Wednesday, October 26, 2011

Instant Runoff Election Simulation: Exhausted Ballots versus vote count in the 2011 San Francisco Mayor's race

The 8 November election in San Francisco will have 16 candidates contesting the mayor's position. The city will, for the first time, use instant runoff voting for the city-wide mayor's election, avoiding the need for people to cast multiple ballots in the likely scenario that no candidate would get at least 50% of the votes.

Instant runoff works by creating virtual "rounds" of voting. Voters get a number of votes on their ballot. They list their first choice, then their second, then their third for the mayor's position. In principle there could be enough votes to rank all candidates (one less than the number of candidates), or more if you want room for write-in candidates. First, all candidates receiving at least one first-place vote are ranked, and the one (or multiple) candidates receiving the least number of votes are eliminated (assuming there's at least one candidate left). Ballots which had an eliminated candidate as a first choice have lower-ranked choices promoted until either the first-place vote is still in the race or the ballot contains no more candidates within the race. A ballot with no more candidates who have not yet been eliminated is considered "exhausted". The election continues until a single candidate has a majority of the votes from unexhausted ballots.

People have argued that exhausted ballots are a sign of the failure of the system. They claim that voters who submit exhausted ballots haven't had their voice heard. Of course this is false: the voters have had their voice heard but the candidates they supported failed to garner enough support. However, what an exhausted ballot implies is that among the final candidates in the race, that voter failed to have his preference counted. Not counting write-in candidates, for a voter to be guaranteed that his ballot will not become exhausted, he needs a number of votes equal to the number of candidates minus one. This allows specification of a preference between every pair of candidates, covering the every possible final round.

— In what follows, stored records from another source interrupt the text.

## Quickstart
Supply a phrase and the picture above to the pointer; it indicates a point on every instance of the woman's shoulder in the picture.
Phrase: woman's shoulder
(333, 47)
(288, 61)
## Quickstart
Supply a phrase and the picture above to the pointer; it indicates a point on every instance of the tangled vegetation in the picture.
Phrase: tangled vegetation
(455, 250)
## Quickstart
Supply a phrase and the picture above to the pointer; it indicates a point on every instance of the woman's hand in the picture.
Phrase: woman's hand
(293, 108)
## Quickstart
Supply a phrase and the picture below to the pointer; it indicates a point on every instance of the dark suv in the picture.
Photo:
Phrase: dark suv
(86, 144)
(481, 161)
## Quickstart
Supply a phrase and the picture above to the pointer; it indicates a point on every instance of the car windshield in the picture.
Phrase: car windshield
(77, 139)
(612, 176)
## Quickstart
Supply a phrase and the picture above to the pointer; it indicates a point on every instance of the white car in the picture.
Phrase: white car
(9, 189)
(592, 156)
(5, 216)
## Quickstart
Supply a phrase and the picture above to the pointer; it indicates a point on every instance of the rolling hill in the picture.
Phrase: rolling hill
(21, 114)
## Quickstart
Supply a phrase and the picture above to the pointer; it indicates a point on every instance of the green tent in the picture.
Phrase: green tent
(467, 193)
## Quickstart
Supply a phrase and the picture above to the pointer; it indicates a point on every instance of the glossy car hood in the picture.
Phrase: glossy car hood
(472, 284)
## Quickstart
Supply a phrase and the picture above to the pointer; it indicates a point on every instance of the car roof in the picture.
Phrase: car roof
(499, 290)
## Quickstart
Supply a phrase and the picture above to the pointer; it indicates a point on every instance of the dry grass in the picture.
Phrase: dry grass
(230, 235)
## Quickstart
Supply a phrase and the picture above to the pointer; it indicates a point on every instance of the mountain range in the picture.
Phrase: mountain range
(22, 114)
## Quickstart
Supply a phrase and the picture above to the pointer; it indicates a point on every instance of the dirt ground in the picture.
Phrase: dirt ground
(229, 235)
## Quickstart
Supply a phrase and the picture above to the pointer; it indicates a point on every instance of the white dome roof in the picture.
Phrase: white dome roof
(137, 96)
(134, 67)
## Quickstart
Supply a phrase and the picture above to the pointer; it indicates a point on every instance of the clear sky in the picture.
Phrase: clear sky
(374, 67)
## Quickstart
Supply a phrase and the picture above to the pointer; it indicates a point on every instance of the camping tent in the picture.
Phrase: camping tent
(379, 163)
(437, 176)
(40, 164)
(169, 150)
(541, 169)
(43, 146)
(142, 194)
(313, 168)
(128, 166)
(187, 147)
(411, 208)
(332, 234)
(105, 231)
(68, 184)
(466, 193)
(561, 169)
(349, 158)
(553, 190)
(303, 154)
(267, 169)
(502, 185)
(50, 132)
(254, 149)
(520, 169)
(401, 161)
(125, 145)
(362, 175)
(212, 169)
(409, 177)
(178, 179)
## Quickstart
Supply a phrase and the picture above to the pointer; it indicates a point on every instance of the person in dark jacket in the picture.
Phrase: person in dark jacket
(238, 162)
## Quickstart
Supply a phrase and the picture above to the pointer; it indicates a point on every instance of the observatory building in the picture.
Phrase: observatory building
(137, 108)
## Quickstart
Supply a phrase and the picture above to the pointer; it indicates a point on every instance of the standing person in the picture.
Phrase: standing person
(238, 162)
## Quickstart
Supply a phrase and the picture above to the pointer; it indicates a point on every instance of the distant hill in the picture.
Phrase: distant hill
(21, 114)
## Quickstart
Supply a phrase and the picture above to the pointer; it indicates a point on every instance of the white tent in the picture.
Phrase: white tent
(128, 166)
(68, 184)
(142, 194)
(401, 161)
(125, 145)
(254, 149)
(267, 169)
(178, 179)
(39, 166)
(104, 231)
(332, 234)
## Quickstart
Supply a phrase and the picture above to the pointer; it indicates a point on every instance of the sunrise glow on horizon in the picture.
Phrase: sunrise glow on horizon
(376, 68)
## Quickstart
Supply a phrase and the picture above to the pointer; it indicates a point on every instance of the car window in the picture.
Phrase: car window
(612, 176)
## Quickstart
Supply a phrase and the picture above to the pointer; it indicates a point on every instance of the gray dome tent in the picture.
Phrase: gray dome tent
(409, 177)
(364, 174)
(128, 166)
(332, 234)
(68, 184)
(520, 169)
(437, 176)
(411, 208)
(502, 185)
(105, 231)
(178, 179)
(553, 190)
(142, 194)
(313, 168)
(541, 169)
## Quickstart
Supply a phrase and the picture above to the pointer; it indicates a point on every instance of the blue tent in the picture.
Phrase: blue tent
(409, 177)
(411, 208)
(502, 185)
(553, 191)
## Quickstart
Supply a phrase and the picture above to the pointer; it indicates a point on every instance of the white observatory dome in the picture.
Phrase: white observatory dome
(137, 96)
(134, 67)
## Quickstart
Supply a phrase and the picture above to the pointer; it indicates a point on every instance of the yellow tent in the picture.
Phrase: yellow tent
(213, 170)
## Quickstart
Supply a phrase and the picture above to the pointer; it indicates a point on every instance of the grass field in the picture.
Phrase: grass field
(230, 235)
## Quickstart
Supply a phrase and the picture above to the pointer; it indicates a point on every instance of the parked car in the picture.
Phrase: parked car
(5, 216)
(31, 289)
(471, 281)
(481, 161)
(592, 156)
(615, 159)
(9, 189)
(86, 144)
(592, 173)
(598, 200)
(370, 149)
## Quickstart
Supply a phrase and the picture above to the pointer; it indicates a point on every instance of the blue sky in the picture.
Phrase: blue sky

But San Francisco doesn't provide this many votes: not even close. Due, it is claimed, to limitations of the ballots used in city elections, only three votes are offered. I view this as a bit of a farce: of course it is possible to provide space for more than three choices, and there are plenty of examples of other nations which do so. Three is a long, long way from the fifteen choices which would be necessary to avoid ballot exhaustion.

I'll assume voters pick their honest top choices, no matter the perception of candidate viability. Of course this is an incorrect assumption, voters may prefer their ballot not get exhausted early, and so may want to pick at least one candidate considered likely to get a large number of votes. This "safety net" pick would likely be in the final spot on the ballot, since picking it earlier would likely render "long-shot" choices ranking below the pick irrelevant. But I'll assume here that there's no safety net strategy, and voters pick their preference every choice. I also assume voters vote for the full number of slots on their ballot: if they have six choices, for example, they don't vote for three and leave the final three slots blank.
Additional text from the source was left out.